Durante a criação do roteiro e das cenas foi possível perceber que é “Difícil descrever roteiros de um teatro baseado em imagens, sons, movimento, luz, cujo desfecho não chega a conclusões racionais, despertando apenas emoções estéticas” (AMARAL, 2002, p. 147). Para se criar um roteiro ou montar um espetáculo de teatro de sombras é necessário compreender as possibilidades e significados decorrentes de cada material, ações e movimentos. Consequentemente, os diversos recursos tecnológicos atualmente disponíveis, como máquinas fotográficas digitais, celulares com dispositivo de captura de imagens, gravadores de voz, filmadoras, computadores portáteis e os tradicionais “papel e caneta”, facilitaram a elaboração do roteiro escrito e visual.

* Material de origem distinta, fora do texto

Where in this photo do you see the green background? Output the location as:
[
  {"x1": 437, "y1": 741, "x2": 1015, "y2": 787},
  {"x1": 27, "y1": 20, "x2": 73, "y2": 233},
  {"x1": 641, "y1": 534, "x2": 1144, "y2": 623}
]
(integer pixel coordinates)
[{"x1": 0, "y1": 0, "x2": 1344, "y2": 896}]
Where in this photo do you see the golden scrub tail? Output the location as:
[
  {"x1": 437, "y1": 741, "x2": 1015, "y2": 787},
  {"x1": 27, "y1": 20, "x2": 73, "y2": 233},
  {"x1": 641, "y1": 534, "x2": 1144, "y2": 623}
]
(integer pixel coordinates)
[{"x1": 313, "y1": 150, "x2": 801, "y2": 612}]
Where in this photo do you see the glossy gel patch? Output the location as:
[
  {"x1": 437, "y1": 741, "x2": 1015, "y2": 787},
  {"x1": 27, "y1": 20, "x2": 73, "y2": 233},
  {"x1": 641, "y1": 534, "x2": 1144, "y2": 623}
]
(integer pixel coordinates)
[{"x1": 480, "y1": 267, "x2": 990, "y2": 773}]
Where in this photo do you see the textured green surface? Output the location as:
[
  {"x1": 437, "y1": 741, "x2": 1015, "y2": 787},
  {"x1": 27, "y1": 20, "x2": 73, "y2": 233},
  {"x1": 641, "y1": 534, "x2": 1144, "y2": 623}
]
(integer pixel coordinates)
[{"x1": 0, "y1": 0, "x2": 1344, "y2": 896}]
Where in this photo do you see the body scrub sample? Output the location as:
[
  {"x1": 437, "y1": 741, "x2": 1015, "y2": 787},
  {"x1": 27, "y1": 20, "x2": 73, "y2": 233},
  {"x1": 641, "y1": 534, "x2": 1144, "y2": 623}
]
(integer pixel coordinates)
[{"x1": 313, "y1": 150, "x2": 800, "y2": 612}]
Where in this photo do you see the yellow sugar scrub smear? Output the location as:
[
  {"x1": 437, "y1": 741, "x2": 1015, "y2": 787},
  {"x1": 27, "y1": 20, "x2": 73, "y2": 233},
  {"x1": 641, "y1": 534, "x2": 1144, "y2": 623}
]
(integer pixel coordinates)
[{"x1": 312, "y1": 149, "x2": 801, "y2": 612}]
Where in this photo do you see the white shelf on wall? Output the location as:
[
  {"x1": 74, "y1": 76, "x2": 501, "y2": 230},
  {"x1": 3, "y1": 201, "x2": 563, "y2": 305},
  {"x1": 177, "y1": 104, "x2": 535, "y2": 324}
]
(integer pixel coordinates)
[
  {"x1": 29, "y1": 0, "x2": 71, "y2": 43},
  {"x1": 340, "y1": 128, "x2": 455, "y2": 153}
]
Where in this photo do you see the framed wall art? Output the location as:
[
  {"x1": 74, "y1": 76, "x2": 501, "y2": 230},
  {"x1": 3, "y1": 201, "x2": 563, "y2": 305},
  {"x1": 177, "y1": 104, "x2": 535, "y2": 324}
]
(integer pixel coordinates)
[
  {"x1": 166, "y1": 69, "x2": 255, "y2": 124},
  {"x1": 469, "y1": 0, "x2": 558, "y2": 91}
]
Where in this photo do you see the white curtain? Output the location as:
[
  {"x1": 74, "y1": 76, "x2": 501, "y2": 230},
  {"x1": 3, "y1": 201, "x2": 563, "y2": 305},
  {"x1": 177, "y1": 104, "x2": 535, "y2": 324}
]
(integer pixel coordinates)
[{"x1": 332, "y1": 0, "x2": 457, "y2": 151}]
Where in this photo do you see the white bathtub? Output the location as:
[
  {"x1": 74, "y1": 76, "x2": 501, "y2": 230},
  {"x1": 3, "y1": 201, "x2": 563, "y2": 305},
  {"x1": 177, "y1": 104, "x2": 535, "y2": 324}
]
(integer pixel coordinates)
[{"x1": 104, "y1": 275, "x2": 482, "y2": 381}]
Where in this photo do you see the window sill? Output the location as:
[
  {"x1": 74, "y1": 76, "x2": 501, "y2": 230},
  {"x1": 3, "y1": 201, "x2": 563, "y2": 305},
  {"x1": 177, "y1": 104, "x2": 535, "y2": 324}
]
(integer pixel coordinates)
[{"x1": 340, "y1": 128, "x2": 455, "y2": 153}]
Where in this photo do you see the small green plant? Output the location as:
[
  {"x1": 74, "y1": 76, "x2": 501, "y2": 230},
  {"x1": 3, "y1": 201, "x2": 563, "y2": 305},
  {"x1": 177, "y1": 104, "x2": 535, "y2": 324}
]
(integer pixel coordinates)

Essa etapa do processo ajudou na compreensão da ampla e complexa ideia de dramaturgia no teatro, ou seja, dos diversos caminhos e escolhas que devem ser feitos em um processo de encenação. Portanto, o trabalho rompeu o princípio de dramaturgia textual para dar espaço a uma dramaturgia da cena ou de materiais, envolvendo os diversos elementos materiais e visuais contidos na criação e apresentação das cenas finais.